Jakarta, Nawacita — Jaksa Komisi Pemberantasan Korupsi (KPK) mencecar terpidana kasus korupsi suap kontrak kerja sama PLTU Riau-1 Eni Maulani Saragih dan Johannes Budisutrisno Kotjo di persidangan terdakwa mantan Direktur Utama PT PLN (Persero) Sofyan Basir dengan banyak pertanyaan. Pertanyaan diajukan terkait peran Direktur Utama PT Pertamina (Persero) Nicke Widyawati dalam kasus suap tersebut.
Nicke diketahui ikut menghadiri sejumlah pertemuan antara Sofyan dengan Kotjo dan Eni dalam pembahasan proyek PLTU Riau-1. Saat pembahasan itu Nicke diketahui menjabat sebagai Direktur Perencanaan PT PLN.
Diketahui Sofyan, Eni, Nicke, Kotjo bertemu di hotel Fairmount, Jakarta, pada 2017 silam. Menurut Eni, dalam pertemuan itu mereka hanya berdiskusi, dan Kotjo mengutarakan keinginannya untuk menggarap proyek pembangkit listrik.
“Cuma diskusi, diskusi saja, Pak Kotjo punya hajat keinginan, belum ada ingin masuk RUPTL, kalau enggak salah, kami diskusi itu, RUPTL nya sudah ada,” kata Eni di Pengadilan Negeri Tindak Pidana Korupsi Jakarta Pusat, Senin (29/7).
Di dakwaan Sofyan basir, disebutkan bahwa pada pertemuan itu, Eni dan Kotjo minta agar proyek PLTU MT RIAU-1 tetap dicantumkan dalam RUPTL PT PLN (Persero) Tahun 2017 sampai dengan 2026.
Sementara itu, Kotjo mengaku dalam pertemuan di hotel Fairmount itu, pihaknya hanya ingin berdiskusi soal kelayakan dari perusahaannya, PT Samantaka Batubara untuk menggarap proyek tersebut.
“Waktu itu pembicaranya sangat general apakah Samantaka Batubara layak masih itu masih dibicarakan,” ucap Kotjo.

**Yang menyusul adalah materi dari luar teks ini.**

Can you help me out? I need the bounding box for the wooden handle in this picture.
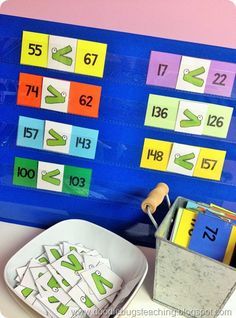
[141,183,169,213]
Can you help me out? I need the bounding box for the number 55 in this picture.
[28,43,42,56]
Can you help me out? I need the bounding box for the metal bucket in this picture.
[142,189,236,318]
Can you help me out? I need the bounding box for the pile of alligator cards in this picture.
[15,242,123,318]
[170,200,236,267]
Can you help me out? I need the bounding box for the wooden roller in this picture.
[141,183,169,213]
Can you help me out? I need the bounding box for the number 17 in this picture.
[157,64,168,76]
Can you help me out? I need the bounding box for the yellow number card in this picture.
[20,31,49,67]
[193,148,226,180]
[140,138,172,171]
[75,40,107,78]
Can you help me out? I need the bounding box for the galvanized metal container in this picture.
[153,197,236,318]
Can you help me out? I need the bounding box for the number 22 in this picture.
[202,226,218,242]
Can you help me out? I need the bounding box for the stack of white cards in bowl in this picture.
[15,242,123,318]
[4,219,148,318]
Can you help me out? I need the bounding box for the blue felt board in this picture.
[0,15,236,246]
[189,212,232,261]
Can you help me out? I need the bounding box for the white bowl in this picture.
[4,220,148,317]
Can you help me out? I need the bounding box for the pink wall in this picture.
[0,0,236,48]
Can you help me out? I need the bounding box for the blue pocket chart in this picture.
[0,15,236,246]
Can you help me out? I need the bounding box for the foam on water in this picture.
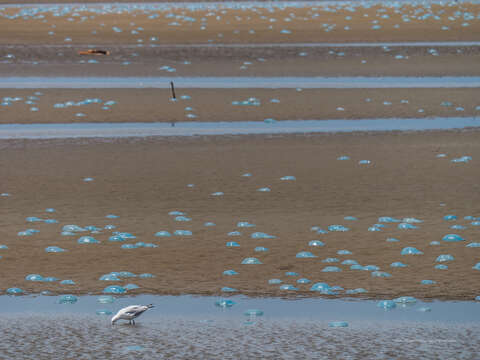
[0,76,480,89]
[0,117,480,140]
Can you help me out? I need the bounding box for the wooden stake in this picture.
[170,81,177,100]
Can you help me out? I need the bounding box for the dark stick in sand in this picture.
[170,81,177,100]
[170,81,177,126]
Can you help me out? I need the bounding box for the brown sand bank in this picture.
[0,88,480,124]
[0,2,480,46]
[0,44,480,77]
[0,131,480,299]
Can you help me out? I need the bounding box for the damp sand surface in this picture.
[0,295,479,359]
[0,87,480,124]
[0,130,480,300]
[0,315,480,359]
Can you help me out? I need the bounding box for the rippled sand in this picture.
[0,131,480,300]
[0,314,480,360]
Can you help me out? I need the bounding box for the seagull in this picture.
[112,304,153,325]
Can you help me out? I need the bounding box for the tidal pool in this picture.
[0,295,480,359]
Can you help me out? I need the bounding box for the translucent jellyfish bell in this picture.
[328,321,348,328]
[253,246,268,252]
[103,285,127,294]
[250,232,276,239]
[120,244,138,250]
[377,300,397,310]
[124,284,140,290]
[215,299,236,308]
[175,216,192,221]
[420,280,437,285]
[242,257,262,265]
[60,279,75,285]
[435,254,455,262]
[345,288,367,295]
[77,236,100,244]
[443,215,457,221]
[6,288,24,295]
[98,274,121,281]
[243,309,263,316]
[285,271,298,276]
[58,295,78,304]
[62,225,86,232]
[400,246,423,255]
[138,273,155,279]
[223,270,238,276]
[97,295,115,304]
[95,309,113,316]
[442,234,465,242]
[280,284,298,291]
[371,271,392,277]
[390,261,408,267]
[398,223,418,230]
[295,251,317,259]
[221,286,238,292]
[393,296,417,304]
[297,278,311,284]
[25,274,44,281]
[45,246,66,252]
[173,230,192,236]
[108,235,127,242]
[310,282,331,292]
[237,221,255,228]
[227,241,240,247]
[328,225,350,232]
[155,230,172,237]
[322,266,342,272]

Sementara itu, di dakwaan Sofyan Basir, pasca-pertemuan itu, Sofyan meminta Nicke Widyawati untuk menindaklanjuti permintaan dari Eni dan Kotjo.
Dalam kasus ini, Sofyan Basir didakwa memberikan kesempatan, sarana dan keterangan agar sejumlah pihak menerima suap terkait proyek Pembangkit Listrik Tenaga Uap (PLTU) Riau-1.
Tim jaksa Komisi Pemberantasan Korupsi menyebutkan pihak dimaksud adalah mantan Wakil Ketua Komisi VII DPR Eni M Saragih, pengusaha Blackgold Natural, Johannes B Kotjo, dan mantan Sekretaris Jenderal Partai Golkar Idrus Marham.
Atas perbuatannya Sofyan didakwa melakukan pidana Pasal 12 huruf a jo. Pasal 15 jo. Pasal 11 jo. Pasal 15 Undang-Undang Republik Indonesia Nomor 31 Tahun 1999 tentang Pemberantasan Tindak Pidana Korupsi sebagaimana telah diubah dengan Undang-Undang Republik Indonesia Nomor 20 Tahun 2001 tentang Perubahan Atas Undang-Undang Republik Indonesia Nomor 31 Tahun 1999 tentang Pemberantasan Tindak Pidana Korupsi jo. Pasal 56 ke-2 KUHP.